Additional testing will also be conducted in case of false-positive or false-negative results.

The number of COVID-19 cases in Florida has surged in recent days and also forced the closure of the Toronto Blue Jays’ spring training facility in Dunedin and the Philadelphia Phillies’ spring training facility in Clearwater — both about an hour down the causeway from the Lightning’s home base.

Phase 2 of the NHL’s return-to-play protocol is voluntary and allows no more than six players in a team facility at any one time. Players are required to wear masks when they’re not exercising and are limited to non-contact drills during the on-ice sessions.

Staff and players are also subjected to daily temperature checks and twice-weekly nasal swab tests, but don’t otherwise have any limitations placed on their movements away from the facility.

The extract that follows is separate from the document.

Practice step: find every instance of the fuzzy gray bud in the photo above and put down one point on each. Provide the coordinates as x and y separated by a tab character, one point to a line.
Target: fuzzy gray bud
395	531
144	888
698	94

The NHL and NHL Players’ Association are currently working to finalize the health and safety protocols for Phase 3 (training camps) and Phase 4 (competition), with an eye toward trying to open camps July 10. Testing will be done more frequently in each of those phases and a tightly-controlled bubble is expected to surround the planned 24-team return in two hub cities this summer.

With players starting to travel back to their playing cities in greater numbers and more testing are being conducted, positive results were expected. NHL commissioner Gary Bettman told ESPN during an interview this week that he doesn’t expect the competition phase to be interrupted in the event multiple players test positive for coronavirus.

“Obviously for any sport, if you have a major outbreak, it’s going to change everything,” Bettman said. “But we’re being told that an isolated case, or a couple of isolated cases,
shouldn’t interfere with the plans, and we should be able to move forward.”

There have also been reports of positive tests involving NHL players currently in Arizona, which is another COVID-19 hotspot.

None of these have been confirmed by the league. On Thursday, the NHL circulated a memo to teams informing them that it would handle the announcement of positive tests moving forward.